Каллен не понимает, как это началось.
Вот он тренирует новобранцев, а потом вдруг чувствует направленный взгляд, от которого волосы на загривке шевелятся. Он почти пропускает удар, выбивает меч из рук молодого лейтенанта и резко оборачивается, вперившись в стоящего на другой стороне полигона под каменным балконом Дориана. Тот опирается спиной о стену у дверного проёма, смотрит прямо на него, и если бы в этом взгляде был хотя бы намёк на насмешку, Каллен бы просто отвернулся.
Может быть, разозлился бы по-настоящему.
Может быть, сделал бы что-то, о чём бы потом смог вспоминать без сожаления.
Но взгляд серьёзен и глубок. Как будто Дориан внезапно осознал что-то очень важное, что-то, чему здесь места нет. Словно он настолько сильно испуган этим, что даже на насмешку не хватает не то желания, не то сил.
И когда Каллен отшвыривает тренировочный меч на стойку, игнорируя громыхнувшую сталь висящего там оружия, когда он идёт прямо к нему, сжимая челюсти, пылая яростью из глаз, глаза Дориана слегка расширяются. Он становится похож на лиса, затаившегося в зарослях орешника. Он медлит всего секунду, а затем отступает в тень арки. Не бежит.
Он его ждёт.
И теперь, глядя как Дориан сухо сглатывает, прижимаясь плечами к стене и глядя на него, глаза в глаза — не так, как смотрела бы девушка, потому что роста он такого же, как и Каллен, — ему кажется, что он готов убить его прямо здесь. Убить, уничтожить, чтобы вылез вместе со своими чёртовыми глазами, чёртовыми волосами из головы, где он мешает, как стрела, пробившая плечо.

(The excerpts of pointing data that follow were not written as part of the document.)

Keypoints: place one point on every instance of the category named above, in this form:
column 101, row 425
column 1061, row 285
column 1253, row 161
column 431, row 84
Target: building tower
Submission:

И сердце заходится так жарко и сильно, будто они оба стоят сейчас посреди поля боя и вокруг тысячи поверженных врагов, и руки выкрашены в их горячей крови.
— Чего ты добиваешься? — зло рычит Каллен ему в лицо, и звучит это как «что ты делаешь со мной?» или ещё более беспомощное «если ты не прекратишь, я за себя не отвечаю».
Дориан молчит, лихорадочно всматривается в глаза Каллена. На его лице какое-то сумасшедшее нетерпение, он словно не понимает, что хочет сделать больше, оттолкнуть от себя, или впечатать в стену, потереться, как кот, выгибая спину и закрыв глаза, об эту глыбу напускного льда и жаркой ярости.
— Как член военного совета, — сорванным голосом говорит Каллен, тяжело дыша, — я приказываю тебе, — взгляд Дориана опускается на его губы, — прекратить.
Павус смотрит на его губы, поедает их взглядом, как одержимый, словно ничего более желанного в мире не существует, и ничего более сумасшедшего, чем этот взгляд, Каллен просто не может себе представить. Павус смотрит на его губы и облизывает свои. Когда они стоят настолько близко друг к другу, когда соприкасаются одеждой и почти соприкасаются лицами, сложно ощущать что-то кроме горячего жара тела, сложно соображать и здраво мыслить.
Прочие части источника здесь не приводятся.